Almost nobody understands what is actually being updated inside the model.
Here are 5 techniques that change how you think about model adaptation, and what each one is actually doing to the weights:
1./ LoRA - Learn the update, not the weights
The pretrained weight W is frozen. Completely untouched.
Instead of updating W directly, two small matrices are trained =>
A ∈ ℝʳˣᵈ and B ∈ ℝᵈˣʳ, where r ≪ d
The weight update is: ΔW = BA Effective weight: W' = W + BA
The entire adaptation happens in a tiny low-rank space. W never changes.
2./ LoRA-FA - What if we freeze even more?
Same structure as LoRA. One change.
A is frozen alongside W. Only B is trained. Effective weight: W' = W + BA (A is fixed)
Half the trainable matrices of LoRA. Same core idea. Fewer parameters.
3./ VeRA - What if the matrices don't need to be learned at all?
This is where it gets interesting.
A and B are both frozen, and randomly initialized. What gets trained are just two tiny scaling vectors =>
b ∈ ℝʳ and d ∈ ℝʳ
Instead of learning the low-rank matrices themselves, VeRA keeps them frozen and learns small scaling vectors that modulate their contribution.
Initialization => b = 0, d = 1
You're not learning matrices. You're learning how to scale them.
One of the most parameter-efficient techniques on this list.
4./ Delta-LoRA - What if W itself learns from the low-rank updates?

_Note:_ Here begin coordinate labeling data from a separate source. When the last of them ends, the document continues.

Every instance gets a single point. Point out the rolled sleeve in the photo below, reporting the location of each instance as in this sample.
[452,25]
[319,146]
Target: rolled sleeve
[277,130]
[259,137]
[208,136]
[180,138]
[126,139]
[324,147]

This one is fundamentally different.
Unlike standard LoRA, the base weight W is not fully frozen. It is updated through low-rank delta propagation at every step =>
W^(t+1) = W^t + c(B_(t+1)A_(t+1) − B_t A_t)
Where c is a scaling factor.
A and B are trainable. W evolves, but guided entirely by low-rank changes.
5./ LoRA+ - Same structure. Smarter learning rates.
Identical to LoRA, freeze W, train A and B.
One change => B is assigned a larger learning rate than A. η_B > η_A
A ← A − η_A · ∂J/∂A B ← B − η_B · ∂J/∂B
A small optimization change that can make LoRA training more effective.
The core idea running through all five:
You do not always need full fine-tuning to adapt a model.
LoRA updates two matrices.
LoRA-FA updates one.
LoRA+ updates two at different speeds.
Delta-LoRA lets W evolve - guided by low-rank deltas. VeRA updates two vectors.
Same goal. Five different answers to the same question:
=> What is the minimum we actually need to learn?
That is the core idea behind parameter-efficient fine-tuning.
And now you know what is actually happening inside the model.